Thursday, November 12, 2015

"Suddenly He Felt a Desperate Need to Prove Himself, Justify Himself in the Eyes of That Raging Madman Out There"

"Coffins to Mars."
By John Jakes (born 1932).
First appearance: Fantastic Adventures, September 1952.
Short short story (9 pages).
Online HERE.
"Gordon's invoice read: 'Ten bodies. Deliver to Mars.' But there was an eleventh coffin, and Gordon found it contained more than the dead body of a Martian."
It seemed like just another unremarkable, prosaic cargo run to Mars, but then sudden death changes everything:
. . . He raced through the lock and into the hold. The lights were on and the biers were in their racks, steely sides glinting dully in the light.

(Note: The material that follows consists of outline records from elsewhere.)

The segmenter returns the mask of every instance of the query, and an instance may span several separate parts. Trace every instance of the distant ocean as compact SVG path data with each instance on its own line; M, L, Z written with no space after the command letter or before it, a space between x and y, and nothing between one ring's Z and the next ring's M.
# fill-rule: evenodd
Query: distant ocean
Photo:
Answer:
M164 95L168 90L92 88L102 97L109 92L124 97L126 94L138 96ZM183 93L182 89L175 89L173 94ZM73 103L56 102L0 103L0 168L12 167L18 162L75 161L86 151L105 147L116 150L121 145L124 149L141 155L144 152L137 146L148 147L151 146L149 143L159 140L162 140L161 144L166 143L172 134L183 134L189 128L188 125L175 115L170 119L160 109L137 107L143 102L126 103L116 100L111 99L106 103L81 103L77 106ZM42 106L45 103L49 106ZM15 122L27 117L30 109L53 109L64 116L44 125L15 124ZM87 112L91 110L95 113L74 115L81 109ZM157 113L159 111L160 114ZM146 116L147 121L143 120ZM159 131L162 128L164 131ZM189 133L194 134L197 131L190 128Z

Gordon's eyes swept over the room, up, then down. And suddenly he knew what the smell was. Blood.  . . .
And just about the last person Gordon would expect to encounter on his ship is a wanted criminal whose "voice was like a mixture of honey and thunder":
. . . He towered, a giant of a man, looking down on Gordon like some haughty god, aware of his own might and intelligence. With the pistol he had complete power.  . . .

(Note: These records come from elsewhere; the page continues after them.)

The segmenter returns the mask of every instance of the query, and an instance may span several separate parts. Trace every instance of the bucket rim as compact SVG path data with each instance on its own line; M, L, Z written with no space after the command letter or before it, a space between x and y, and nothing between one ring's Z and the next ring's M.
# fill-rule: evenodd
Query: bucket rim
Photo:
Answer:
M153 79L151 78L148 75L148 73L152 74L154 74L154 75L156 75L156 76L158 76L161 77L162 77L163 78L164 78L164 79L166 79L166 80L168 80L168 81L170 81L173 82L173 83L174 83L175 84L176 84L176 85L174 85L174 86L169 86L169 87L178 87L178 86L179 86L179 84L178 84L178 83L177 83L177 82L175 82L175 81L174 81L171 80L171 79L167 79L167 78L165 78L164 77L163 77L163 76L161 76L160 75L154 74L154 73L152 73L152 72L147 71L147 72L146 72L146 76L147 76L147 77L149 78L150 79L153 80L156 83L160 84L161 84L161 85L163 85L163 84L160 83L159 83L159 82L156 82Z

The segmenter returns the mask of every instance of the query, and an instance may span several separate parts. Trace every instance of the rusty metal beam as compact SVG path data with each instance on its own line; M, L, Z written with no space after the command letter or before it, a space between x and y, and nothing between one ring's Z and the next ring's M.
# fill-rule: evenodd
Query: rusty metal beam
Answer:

Not only is he big, but he also entertains grandiose ideas, notions that make it almost certain Gordon won't survive this flight:
. . . "That German fellow had the idea, but he needed it refined by more education. Only the intellect can rule, and the intellect says kill in order to rule. You see?" He smiled again, and then the smile vanished. "I'm getting tired of you, pilot."  . . .
- John Jakes is much more famous for his historical novels, many of which have been adapted to film; see HERE (Wikipedia) and HERE (IMDb) for more.
- More bibliographical data about our author are HERE (FictionMags) and HERE (ISFDb).

The bottom line: I don't want to own anything that won't fit into my coffin.